Thermopylae by Jacques Louis David, 1814

Though the Spartans were eventually defeated, this was not through the military expertise or strategic thinking of the Persians. Ultimately, they are aided by the actions of Ephialtes who reveals the hidden path through the pass which allows the ambush and final defeat of the Spartans. Xerxes does have the fortune of good luck in this instance, but as Solon said it would, this will quickly evaporate.

Herodotus also uses the battle to fulfill the typical duties of his role as a historian. He notes the Greeks of honor and especially the achievements of Leonidas. Importantly, many of those who were successful in the Battle were members of different parts of society, they were not all members of an aristocratic elite- this further reinforces Herodotus’ interest in society as a whole and with presenting a history for the Greek peoples.

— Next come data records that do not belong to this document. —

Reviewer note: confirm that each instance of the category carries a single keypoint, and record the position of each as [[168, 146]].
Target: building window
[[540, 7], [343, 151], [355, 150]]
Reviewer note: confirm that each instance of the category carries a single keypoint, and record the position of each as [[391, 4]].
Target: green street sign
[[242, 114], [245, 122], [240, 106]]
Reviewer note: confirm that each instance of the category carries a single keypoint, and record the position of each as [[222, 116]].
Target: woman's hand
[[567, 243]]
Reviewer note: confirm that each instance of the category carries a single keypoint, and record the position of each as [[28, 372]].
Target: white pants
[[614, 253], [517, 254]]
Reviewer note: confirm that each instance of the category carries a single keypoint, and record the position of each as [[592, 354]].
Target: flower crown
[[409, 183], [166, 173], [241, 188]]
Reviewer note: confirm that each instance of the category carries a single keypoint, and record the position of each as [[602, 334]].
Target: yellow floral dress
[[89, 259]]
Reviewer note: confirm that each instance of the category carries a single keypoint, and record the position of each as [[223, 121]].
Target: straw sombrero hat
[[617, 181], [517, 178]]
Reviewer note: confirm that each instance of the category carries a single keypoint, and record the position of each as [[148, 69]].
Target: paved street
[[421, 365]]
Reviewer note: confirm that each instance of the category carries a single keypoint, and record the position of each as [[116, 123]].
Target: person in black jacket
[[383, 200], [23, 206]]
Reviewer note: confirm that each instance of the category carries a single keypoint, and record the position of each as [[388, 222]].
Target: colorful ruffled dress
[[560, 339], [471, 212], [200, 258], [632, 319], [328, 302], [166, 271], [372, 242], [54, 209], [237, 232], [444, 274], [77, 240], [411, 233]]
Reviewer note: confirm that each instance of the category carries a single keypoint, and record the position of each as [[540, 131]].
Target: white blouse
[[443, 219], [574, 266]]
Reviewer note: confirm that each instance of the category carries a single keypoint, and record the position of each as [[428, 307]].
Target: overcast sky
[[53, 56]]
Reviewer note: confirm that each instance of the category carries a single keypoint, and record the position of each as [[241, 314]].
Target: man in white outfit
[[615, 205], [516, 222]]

Whilst Xerxes mutilates Leonidas’ body – an act that Herodotus denigrates as a truly despicable act- Demaratus advises attacking Sparta from an island. This seems to be a good piece of advice since the Spartans cannot abide the attack on their land. This raises the questions of Demaratus’ loyalty and where his heart truly resides. His character is resolved since Herodotus reveals that Demaratus helped the Spartans by sending the wax tablet with message carved into wood. This makes us, the readers, think Demaratus is wise after Xerxes’ adviser just chastised him and thus restores the reader’s faith. Importantly, though he helps the Persians, wisdom is shown to be present in all armies and civilizations. Herodotus thus shows it is the civilization that decides to utilize reason and experience which will be effective.

Memorial at Thermopylae


Herodotus’ depiction of the events not only shows his complexity and intrigue as a historian but shows the Spartans and Athenians in a new light. Athens is shown as pragmatic and reasoned, willing to make compromises with previous enemies and not quite destined for a path of hubris and eventual destruction. The Spartans make a Thermopylae the ultimate sacrifice and thus are made heroes in this tale; something which their words of wisdom before the battle shows is fitting of them. However, Herodotus also uses this history to show the need for the study of history itself by showing the failings of man when it places power with those who have no care for the study itself. Herodotus writes his own case into the failing of Xerxes.